Prodotto da Luc Besson, esce nelle sale cinematografiche Il missionario, commedia degli equivoci francese che porta sullo schermo le vicende di un criminale che, per scappare dalla malavita, si finge parroco di provincia
C’erano un prete e un delinquente sulle Alpi…
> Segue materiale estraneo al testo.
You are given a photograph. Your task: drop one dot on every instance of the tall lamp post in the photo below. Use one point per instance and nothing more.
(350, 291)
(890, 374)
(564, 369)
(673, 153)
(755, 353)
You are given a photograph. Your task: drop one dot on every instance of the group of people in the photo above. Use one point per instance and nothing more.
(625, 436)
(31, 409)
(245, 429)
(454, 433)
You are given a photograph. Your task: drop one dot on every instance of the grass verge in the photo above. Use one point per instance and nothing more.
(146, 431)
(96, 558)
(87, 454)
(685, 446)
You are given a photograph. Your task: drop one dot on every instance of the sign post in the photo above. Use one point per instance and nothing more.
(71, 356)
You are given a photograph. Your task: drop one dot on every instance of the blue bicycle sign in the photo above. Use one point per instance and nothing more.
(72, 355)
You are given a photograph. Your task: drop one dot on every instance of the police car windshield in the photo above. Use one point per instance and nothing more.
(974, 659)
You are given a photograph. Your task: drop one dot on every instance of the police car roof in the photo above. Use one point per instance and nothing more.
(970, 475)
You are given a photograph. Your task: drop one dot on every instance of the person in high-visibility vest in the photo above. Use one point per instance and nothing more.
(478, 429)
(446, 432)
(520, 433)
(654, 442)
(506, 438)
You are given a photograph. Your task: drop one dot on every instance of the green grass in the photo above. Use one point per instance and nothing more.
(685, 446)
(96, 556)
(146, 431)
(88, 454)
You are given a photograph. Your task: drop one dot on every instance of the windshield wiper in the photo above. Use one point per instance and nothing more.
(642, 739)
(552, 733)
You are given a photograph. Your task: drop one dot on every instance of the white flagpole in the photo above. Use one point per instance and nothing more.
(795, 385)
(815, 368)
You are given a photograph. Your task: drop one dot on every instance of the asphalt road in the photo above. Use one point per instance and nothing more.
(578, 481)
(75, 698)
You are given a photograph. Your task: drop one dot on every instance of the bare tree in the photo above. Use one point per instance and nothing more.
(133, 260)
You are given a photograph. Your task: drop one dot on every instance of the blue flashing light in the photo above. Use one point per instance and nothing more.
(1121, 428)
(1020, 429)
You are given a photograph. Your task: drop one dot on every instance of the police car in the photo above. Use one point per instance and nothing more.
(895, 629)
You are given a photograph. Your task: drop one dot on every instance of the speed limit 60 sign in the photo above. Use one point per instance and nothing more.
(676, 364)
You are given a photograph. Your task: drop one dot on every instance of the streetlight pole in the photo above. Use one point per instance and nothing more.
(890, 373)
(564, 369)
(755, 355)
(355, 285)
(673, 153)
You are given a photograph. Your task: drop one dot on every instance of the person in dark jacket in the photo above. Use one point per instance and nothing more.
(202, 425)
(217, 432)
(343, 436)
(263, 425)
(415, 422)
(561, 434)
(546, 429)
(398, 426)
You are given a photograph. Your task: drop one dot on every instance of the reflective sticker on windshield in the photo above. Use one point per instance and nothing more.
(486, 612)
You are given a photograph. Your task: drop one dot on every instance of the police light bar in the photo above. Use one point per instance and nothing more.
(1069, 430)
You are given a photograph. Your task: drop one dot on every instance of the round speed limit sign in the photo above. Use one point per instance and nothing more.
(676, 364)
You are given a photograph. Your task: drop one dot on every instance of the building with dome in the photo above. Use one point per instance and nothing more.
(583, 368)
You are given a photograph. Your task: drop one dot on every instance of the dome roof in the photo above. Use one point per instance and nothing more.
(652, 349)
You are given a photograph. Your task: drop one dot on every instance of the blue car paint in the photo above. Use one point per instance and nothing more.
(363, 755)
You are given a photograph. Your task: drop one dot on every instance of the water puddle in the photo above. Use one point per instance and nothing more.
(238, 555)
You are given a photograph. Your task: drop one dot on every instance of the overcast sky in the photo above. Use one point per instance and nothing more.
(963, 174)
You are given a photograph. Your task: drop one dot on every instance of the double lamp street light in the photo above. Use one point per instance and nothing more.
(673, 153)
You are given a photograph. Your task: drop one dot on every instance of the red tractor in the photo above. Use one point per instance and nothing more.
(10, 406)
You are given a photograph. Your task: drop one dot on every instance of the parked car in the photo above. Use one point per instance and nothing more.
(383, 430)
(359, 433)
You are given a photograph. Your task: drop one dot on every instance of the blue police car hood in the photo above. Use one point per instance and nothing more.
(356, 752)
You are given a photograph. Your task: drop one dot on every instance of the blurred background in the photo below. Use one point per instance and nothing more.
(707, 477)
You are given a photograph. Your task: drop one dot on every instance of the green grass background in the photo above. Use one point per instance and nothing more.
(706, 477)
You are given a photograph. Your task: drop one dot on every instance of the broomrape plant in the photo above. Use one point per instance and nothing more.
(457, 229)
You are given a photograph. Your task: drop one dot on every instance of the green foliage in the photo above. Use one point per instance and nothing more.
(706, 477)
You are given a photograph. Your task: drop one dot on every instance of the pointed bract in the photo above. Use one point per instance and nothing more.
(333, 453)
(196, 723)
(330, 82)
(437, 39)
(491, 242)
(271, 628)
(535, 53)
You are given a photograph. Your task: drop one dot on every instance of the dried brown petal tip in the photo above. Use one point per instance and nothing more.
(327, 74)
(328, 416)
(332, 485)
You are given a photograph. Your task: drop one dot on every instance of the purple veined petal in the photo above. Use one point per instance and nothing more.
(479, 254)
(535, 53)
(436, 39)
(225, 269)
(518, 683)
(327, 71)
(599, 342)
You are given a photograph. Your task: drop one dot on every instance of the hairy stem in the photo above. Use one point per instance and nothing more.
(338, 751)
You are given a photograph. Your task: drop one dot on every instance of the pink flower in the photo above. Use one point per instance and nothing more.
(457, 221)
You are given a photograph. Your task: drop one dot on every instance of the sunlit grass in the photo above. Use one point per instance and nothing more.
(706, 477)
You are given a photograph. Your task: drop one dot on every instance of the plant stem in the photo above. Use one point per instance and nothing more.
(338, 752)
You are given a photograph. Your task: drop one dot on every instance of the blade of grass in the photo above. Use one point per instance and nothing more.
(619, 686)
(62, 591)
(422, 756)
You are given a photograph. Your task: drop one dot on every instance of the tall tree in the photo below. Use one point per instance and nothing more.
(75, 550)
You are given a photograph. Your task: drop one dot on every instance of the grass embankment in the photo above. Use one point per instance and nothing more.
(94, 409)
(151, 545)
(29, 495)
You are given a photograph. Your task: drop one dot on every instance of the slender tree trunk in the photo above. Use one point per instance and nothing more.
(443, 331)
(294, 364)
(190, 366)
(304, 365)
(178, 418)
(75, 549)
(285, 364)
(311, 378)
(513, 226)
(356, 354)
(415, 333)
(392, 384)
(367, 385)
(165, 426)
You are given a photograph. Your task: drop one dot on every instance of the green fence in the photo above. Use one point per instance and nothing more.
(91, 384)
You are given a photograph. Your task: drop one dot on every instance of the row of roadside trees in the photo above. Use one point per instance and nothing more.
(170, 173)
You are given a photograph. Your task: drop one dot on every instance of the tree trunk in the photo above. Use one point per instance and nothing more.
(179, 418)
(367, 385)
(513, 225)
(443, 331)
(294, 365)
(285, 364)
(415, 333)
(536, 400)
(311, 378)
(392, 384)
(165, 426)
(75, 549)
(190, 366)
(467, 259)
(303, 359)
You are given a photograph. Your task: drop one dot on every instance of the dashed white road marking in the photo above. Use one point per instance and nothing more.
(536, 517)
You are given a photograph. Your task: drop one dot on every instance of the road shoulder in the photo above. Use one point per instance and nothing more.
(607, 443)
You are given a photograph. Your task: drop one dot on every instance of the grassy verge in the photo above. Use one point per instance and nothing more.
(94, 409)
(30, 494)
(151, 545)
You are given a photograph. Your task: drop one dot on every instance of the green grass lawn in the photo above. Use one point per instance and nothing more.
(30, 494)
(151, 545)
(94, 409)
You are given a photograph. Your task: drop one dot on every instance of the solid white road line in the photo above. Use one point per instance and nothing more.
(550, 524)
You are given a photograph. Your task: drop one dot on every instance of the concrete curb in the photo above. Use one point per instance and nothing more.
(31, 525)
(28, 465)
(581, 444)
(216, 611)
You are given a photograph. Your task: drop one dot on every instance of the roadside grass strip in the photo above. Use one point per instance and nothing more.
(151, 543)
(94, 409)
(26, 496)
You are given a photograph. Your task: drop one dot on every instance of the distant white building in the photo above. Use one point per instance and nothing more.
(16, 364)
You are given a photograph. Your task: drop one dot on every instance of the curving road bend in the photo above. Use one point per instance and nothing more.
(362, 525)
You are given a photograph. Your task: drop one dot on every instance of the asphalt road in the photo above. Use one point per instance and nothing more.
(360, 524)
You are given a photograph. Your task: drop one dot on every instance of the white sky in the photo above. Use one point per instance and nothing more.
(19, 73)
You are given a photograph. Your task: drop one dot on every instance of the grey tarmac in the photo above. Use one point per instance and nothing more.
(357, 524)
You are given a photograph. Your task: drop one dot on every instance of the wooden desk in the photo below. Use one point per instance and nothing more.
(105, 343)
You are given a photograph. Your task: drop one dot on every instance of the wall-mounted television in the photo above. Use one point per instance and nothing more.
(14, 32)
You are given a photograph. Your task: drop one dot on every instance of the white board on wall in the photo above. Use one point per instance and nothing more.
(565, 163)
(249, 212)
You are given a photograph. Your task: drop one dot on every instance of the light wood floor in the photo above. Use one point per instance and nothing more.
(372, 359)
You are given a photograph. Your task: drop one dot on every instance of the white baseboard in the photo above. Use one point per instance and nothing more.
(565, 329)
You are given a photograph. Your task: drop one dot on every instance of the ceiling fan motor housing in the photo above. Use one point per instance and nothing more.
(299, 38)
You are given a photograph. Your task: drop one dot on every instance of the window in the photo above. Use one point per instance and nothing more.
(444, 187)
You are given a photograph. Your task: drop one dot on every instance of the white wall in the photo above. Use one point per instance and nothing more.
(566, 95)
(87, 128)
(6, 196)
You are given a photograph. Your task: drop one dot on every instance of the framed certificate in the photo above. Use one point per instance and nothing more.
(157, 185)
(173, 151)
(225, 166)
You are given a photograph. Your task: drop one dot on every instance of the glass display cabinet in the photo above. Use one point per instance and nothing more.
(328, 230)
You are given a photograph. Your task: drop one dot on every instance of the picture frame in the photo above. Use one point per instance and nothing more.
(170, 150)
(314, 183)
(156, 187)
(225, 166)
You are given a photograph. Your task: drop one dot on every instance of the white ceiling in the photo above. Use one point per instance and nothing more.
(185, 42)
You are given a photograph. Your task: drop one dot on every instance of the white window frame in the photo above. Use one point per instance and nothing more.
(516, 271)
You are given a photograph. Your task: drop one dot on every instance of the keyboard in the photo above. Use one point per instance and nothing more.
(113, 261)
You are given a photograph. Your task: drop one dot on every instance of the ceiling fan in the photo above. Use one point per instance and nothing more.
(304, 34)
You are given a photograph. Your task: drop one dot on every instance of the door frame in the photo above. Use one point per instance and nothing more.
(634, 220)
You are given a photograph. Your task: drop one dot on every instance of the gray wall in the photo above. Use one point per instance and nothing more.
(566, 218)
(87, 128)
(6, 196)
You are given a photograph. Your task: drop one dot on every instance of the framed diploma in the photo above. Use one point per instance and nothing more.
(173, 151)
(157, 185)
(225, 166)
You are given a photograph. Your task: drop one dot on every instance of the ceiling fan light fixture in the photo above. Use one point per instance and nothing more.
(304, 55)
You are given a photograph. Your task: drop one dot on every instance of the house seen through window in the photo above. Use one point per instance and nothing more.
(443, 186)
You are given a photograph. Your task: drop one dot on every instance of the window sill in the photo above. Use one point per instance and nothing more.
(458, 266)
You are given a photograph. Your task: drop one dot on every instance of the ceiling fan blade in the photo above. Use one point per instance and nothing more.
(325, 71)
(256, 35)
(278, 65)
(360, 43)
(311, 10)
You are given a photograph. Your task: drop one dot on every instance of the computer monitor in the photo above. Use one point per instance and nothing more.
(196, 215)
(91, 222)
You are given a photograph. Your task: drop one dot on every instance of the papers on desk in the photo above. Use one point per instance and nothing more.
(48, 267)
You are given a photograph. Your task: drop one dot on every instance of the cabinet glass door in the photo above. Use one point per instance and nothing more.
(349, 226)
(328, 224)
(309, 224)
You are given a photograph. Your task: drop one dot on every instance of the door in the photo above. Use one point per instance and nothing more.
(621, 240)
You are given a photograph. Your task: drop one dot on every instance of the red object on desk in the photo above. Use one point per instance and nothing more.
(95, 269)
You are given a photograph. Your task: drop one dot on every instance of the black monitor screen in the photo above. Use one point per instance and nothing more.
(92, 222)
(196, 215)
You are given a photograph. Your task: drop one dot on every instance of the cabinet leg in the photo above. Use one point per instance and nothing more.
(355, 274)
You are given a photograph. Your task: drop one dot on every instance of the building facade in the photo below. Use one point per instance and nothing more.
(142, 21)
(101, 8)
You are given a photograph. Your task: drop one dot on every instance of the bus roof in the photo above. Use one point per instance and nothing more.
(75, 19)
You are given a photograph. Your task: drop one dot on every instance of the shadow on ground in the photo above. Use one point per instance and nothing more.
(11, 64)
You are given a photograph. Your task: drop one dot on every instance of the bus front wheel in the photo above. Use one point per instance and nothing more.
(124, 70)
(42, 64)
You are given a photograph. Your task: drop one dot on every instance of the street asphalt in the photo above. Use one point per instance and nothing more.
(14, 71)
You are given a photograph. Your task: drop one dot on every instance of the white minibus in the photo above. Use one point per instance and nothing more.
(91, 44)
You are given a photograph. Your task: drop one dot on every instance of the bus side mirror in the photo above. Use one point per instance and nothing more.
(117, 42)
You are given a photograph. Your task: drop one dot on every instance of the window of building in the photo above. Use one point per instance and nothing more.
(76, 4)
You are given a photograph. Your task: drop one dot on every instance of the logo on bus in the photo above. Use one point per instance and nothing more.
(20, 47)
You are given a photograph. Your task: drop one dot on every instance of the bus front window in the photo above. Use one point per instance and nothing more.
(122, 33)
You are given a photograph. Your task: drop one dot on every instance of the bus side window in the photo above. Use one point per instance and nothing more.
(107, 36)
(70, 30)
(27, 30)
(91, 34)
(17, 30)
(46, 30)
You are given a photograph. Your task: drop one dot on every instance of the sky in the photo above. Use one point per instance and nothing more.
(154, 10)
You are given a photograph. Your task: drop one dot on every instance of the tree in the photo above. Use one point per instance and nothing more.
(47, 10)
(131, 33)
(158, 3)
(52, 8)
Dopo quasi sette anni di carcere duro, Mario Diccara (Jean-Marie Bigard) è libero. In prigione ha tenuto la bocca chiusa, ma ha nascosto il bottino e ora teme che i suoi ex-soci della malavita si presentino a riscuotere la loro percentuale. Così, dopo essere sfuggito ad un attentato, chiede aiuto alla sola persona di cui si fida davvero: suo fratello. Patrick, sacerdote cattolico, gli trova un nascondiglio dove rifugiarsi finché le acque non si saranno calmate e gli suggerisce di raggiungere Padre Etienne in un paesino dell’Ardèche, sulle Alpi. Mario, quindi, si traveste da prete e parte alla volta del suo nuovo nascondiglio. La copertura di Patrick è una buona idea: funziona bene, forse troppo. Infatti, arrivato al paese, Mario scopre che Padre Etienne è appena deceduto e in paese sono tutti convinti che lui sia il suo sostituto, cosa che gli genererà non pochi problemi. Ed è da qui che hanno inizio le le prime noie… Nel frattempo, padre Patrick, per aiutare il fratello delinquente incallito, è costretto a fare da intermediario con un pericoloso boss della malavita: ruolo che gli riserverà non poche rogne e sorprese.
Uscito nelle sale italiane il 19 febbraio, “Il missionario” è un film francese del regista esordiente Roger Delattre. Basato sulla regola del gioco d’equivoci, tocca il tema dello scontro tra laicità e religione, in salsa comico-parodistica, tra gag irresistibili e fraintendimenti surreali. Un personaggio (in questo caso specifico sono due: Mario e Patrick) è costretto ad adattarsi all’interno di un mondo completamente diverso rispetto a quello da cui proviene. Questo spiazzamento causa infinite situazioni comiche, fraintendimenti colossali e attimi di imbarazzo, che si susseguono come un domino che, una volta innescato, non può più fermarsi. Il gioco è sempre lo stesso: il protagonista in cerca di un rifugio, prende al volo un’occasione piovutagli dal cielo. Crede di essere salvo ma si ritrova intrappolato in uno scambio di persone e non può fare a meno di finire in mezzo a un mare di guai. La scelta del regista, aiutata dall’influenza di un produttore d’eccezione come Luc Besson, trasforma una semplice commedia francese in film adatto ad essere proiettato nelle sale internazionali, e regala alla pellicola curiosità e un ritmo coinvolgente, che non annoia mai lo spettatore.
Il film è divertente e comico ai limiti dell’assurdo, ma nulla di più. Infatti, non basta Besson a renderlo un capolavoro. La pellicola funziona, specialmente nell’opposizione tra uomini di chiesa e criminali, costretti a fondersi e a scambiarsi di ruolo, dando vita a situazioni ai limiti del paradosso, ma non mancano i difetti. I dialoghi, per quanto brillanti, a tratti sono scontati e le battute raggiungono picchi non proprio felici. Inoltre, la regia di Delattre rispecchia troppo lo standard televisivo, e il film nell’insieme ne risente non di poco. Nessun peccato mortale, ma nemmeno trovate geniali. Il film è adatto a chi vuole ridere, senza impegno e senza andare alla ricerca di una pellicola d’autore.
Consigliato fortemente a chi ama la commedia degli equivoci.